Preventive Measures

Anti-Harassment Policies

In the #MeToo era, employers are taking a proactive approach to harassment policies and training.

By Jonathan D. Ash, Esq.

By now, employers should be aware that a comprehensive anti-harassment policy and annual anti-harassment training are critical components in preventing and defending against claims of harassment. A new year means a new opportunity to review existing employee handbooks and to map out a plan to provide harassment training for employees and supervisors.

In the #MeToo era, employees are hyperaware of anything that can potentially give rise to a claim. As a result, organizations should insist that their employees are educated about what constitutes actionable harassment, and what the company’s policies are in the event that harassment occurs.

The message this sends out is the same: The organization is doing everything necessary to provide a safe and harassment-free workplace.

Before the heightened awareness that came with the #MeToo movement, some courts were already recognizing the prophylactic power of anti-harassment policies and trainings.

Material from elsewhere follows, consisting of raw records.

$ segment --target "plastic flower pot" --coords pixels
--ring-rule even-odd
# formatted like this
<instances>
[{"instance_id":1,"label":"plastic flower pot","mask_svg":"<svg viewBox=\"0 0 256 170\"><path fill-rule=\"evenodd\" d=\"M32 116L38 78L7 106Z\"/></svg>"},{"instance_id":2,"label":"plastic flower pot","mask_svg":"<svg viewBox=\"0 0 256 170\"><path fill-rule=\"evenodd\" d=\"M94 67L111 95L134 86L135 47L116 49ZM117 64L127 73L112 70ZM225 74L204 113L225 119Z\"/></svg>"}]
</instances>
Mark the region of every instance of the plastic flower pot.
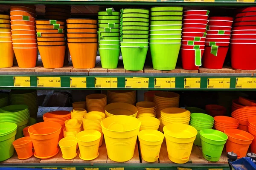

In a pair of cases decided in 1998—Faragher v. City of Boca Raton and Burlington Industries v. Ellerth—the U.S. Supreme Court established what is now referred to as the “Faragher-Ellerth Defense.” Under this affirmative defense, where available, an employer can defeat a claim of hostile work environment by showing that it exercised reasonable care to prevent harassing behavior and to promptly correct it when it occurs.

Some examples of reasonable care include maintaining comprehensive anti-harassment policies and regular sexual harassment prevention training. The Faragher-Ellerth Defense can also apply when an employee fails to take advantage of these preventative or corrective measures with no reasonable explanation.

Conversely, courts have also held that an employer’s failure to maintain such a policy is a critical factor in determining whether it was negligent or reckless in a hostile work environment case.

While not all jurisdictions recognize the Faragher-Ellerth Defense as an affirmative defense, the combined lesson of these cases could not be more clear: An employer that does the bare minimum, or nothing at all, is asking for trouble.

The first step is to review the existing policy to determine whether it is comprehensive enough by subjecting it to the following checklist of questions.

Does it:

  • Explain what constitutes harassment and/or discrimination?
  • Address the issue of consensual relationships in the workplace?
  • Identify the individuals to whom an employee can report a complaint of harassment?
  • Provide alternatives in the event that one of those individuals is the alleged harasser?
  • Outline the procedure for how such a complaint will be handled?
  • Make clear that retaliation of any kind is strictly prohibited?

It is one thing to have a policy, but it is something entirely different to have an effective policy. To that end, some states, including California and New York, have specific statutory requirements that a harassment policy must meet.

Many organizations will be tempted to stop there, but an increasing number of companies are discovering that a policy alone is not enough. Policies that are contained in an employee handbook or maintained on internal electronic systems are often forgotten and rarely looked at. Employers are addressing this issue by providing annual training.

Training—particularly live training as opposed to a video—gives the opportunity to highlight and emphasize the policy to employees and explain it to them in concrete, understandable terms. It also sends a message to the workforce that harassment is an issue that the employer takes seriously. Note that some states, including California, New York, Connecticut, and Maine, have made harassment training mandatory.

Another best practice is to conduct separate trainings for employees and supervisors. The reason is simple: The company’s expectations of these groups are significantly different. Supervisors can create liability for the employer if they harass another employee or become aware of harassment and fail to take prompt remedial measures. That makes it critical that supervisors understand their role and expectations.

The training for employees, in addition to explaining the policy, can also provide a productive forum for questions to be answered. As comprehensive as the policy may be, it can still be difficult to cover every scenario that may arise. With the recent barrage of harassment allegations in the media, some employees may have legitimate questions about what is acceptable in the workplace. One topic that always seems to come up is how the rules should apply when there is a work function or informal social gathering outside of the workplace. Another recurring question in the #MeToo era is whether it is possible to have a consensual romantic relationship in the workplace when there is an imbalance of power.

Training can also be an effective tool when there has been a complaint of harassment and a subsequent investigation. If no harassment has been found, it may still be a good opportunity to revisit the topic of harassment with employees so they understand it will not be tolerated. If the harassment has been substantiated, the training could provide evidence of the employer’s effective remedial measures, in addition to whatever discipline or corrective action was taken with the alleged harasser. The employer may also require the alleged harasser to engage in one-on-one harassment training that is then documented in their file.

In today’s environment, employers cannot sit idly by while the world around them is rapidly changing. Proactive approaches are essential to prevent all forms of workplace harassment—and to protect the company from being hauled into court to defend against such claims.


Jonathan D. Ash, Esq. is partner at Fox Rothschild LLP.